- Born: 20 August 1942 Khidirpur, Bengal, British India
- Died: 27 March 1971 (aged 28) West Nakhalpara, Dhaka, East Pakistan
- Citizenship: Pakistan
- Occupations: Poet, cultural activists

= Meherun Nesa =

Bengali poet (1942–1971)

Meherun Nesa (20 August 1942 – 27 March 1971) was a poet and martyred Bengali intellectual of the Bangladesh Liberation War.

==Early life==
Nesa was born on 20 August 1942 in Khidirpur, Kolkata, West Bengal, British Raj. She did not attend school but was self-taught. She moved with her family to East Bengal, Pakistan in 1950 after the partition of India.

==Career==
Nesa worked as a copywriter in Bangla Academy, after which she worked at the Philips Radio Company starting in 1961. She worked as a copywriter in the USIS Library Dhaka operated by United States Information Agency.

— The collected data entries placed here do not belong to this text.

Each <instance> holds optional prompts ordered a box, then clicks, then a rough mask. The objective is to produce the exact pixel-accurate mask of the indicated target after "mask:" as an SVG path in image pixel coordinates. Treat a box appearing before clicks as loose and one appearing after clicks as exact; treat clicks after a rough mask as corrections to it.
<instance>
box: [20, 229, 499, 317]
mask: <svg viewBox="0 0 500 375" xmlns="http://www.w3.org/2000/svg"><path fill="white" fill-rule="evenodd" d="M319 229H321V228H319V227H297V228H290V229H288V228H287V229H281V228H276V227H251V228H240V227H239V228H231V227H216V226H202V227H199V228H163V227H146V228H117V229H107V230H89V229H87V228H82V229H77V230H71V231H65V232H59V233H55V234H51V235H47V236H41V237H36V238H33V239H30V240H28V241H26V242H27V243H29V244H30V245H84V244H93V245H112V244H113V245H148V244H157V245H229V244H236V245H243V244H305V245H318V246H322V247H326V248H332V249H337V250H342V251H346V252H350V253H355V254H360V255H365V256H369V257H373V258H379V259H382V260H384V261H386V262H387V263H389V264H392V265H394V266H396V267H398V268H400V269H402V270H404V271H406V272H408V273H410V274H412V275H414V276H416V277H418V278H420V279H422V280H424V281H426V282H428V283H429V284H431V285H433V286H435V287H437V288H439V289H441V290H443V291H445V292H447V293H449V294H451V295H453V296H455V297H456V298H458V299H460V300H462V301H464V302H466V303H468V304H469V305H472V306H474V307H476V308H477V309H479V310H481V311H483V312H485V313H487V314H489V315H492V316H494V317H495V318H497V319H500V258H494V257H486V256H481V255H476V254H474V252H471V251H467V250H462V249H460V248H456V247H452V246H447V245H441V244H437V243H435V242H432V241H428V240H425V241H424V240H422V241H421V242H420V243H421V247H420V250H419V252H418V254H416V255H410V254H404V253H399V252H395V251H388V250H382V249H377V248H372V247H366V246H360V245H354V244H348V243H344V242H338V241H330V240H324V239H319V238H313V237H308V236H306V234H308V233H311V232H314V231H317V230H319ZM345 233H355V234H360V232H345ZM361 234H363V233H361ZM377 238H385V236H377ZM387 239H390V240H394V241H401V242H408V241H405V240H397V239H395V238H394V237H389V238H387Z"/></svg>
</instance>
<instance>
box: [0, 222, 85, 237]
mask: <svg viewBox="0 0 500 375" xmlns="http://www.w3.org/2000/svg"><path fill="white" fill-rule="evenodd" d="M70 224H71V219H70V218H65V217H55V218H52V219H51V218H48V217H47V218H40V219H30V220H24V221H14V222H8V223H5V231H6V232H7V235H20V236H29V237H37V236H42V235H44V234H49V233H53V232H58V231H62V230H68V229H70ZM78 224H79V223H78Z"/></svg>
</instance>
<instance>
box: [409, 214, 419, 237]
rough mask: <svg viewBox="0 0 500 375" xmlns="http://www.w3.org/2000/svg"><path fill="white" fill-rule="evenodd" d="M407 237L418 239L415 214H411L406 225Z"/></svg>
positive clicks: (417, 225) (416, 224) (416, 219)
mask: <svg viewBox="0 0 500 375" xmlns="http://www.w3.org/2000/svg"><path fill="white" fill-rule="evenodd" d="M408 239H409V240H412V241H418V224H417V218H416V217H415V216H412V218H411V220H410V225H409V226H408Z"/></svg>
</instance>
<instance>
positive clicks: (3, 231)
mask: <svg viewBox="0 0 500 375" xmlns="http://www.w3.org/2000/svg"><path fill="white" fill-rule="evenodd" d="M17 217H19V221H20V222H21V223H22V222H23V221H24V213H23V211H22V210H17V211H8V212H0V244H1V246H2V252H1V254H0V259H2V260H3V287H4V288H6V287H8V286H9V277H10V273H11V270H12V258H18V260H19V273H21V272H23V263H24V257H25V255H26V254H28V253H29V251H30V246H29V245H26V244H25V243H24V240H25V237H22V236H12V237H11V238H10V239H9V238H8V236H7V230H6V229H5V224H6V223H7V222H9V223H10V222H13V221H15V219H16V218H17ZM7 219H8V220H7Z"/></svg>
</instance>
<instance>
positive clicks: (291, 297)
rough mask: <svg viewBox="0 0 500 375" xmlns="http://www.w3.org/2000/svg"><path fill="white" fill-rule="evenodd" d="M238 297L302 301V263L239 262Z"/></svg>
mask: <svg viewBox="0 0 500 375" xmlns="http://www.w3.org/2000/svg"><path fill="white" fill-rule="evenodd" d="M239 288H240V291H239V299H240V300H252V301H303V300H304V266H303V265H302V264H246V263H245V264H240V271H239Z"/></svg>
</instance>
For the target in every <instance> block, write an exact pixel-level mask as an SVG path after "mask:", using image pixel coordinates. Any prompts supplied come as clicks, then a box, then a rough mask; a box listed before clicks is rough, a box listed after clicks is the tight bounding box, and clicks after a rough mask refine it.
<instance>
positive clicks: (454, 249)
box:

Nesa published her first poem, Chashi (চাষি), in 1953 in the Daily Sangbad. Her poems were influenced by romanticism and realism, and expressed her political views. She demanded Bangla to be made a state language through her poetry. Her poems were published by a number of publications including Pakistani Khabar, Dainik Pakistan, Sangram and Philips Magazine, etc.

She was involved in the Mass uprising of 1969, and member of the Action Committee in Mirpur. On 23 March 1971 she hoisted the flag of Independent Bangladesh in her house.

==Death==
On 27 March 1971 her house in Mirpur, Dhaka was attacked by local collaborators of Pakistan army including Biharis. She along with her family were killed by them. Her two brothers and mother were killed along with her.

The Bangladesh post office released stamps with her image on 14 December 1995.

==Trial for killing Meherun Nesa==
Abdul Quader Mollah, the leader of Jamaat-e-Islami Bangladesh, was charged with her death and the death of her family. Mollah was hanged on 12 December 2013.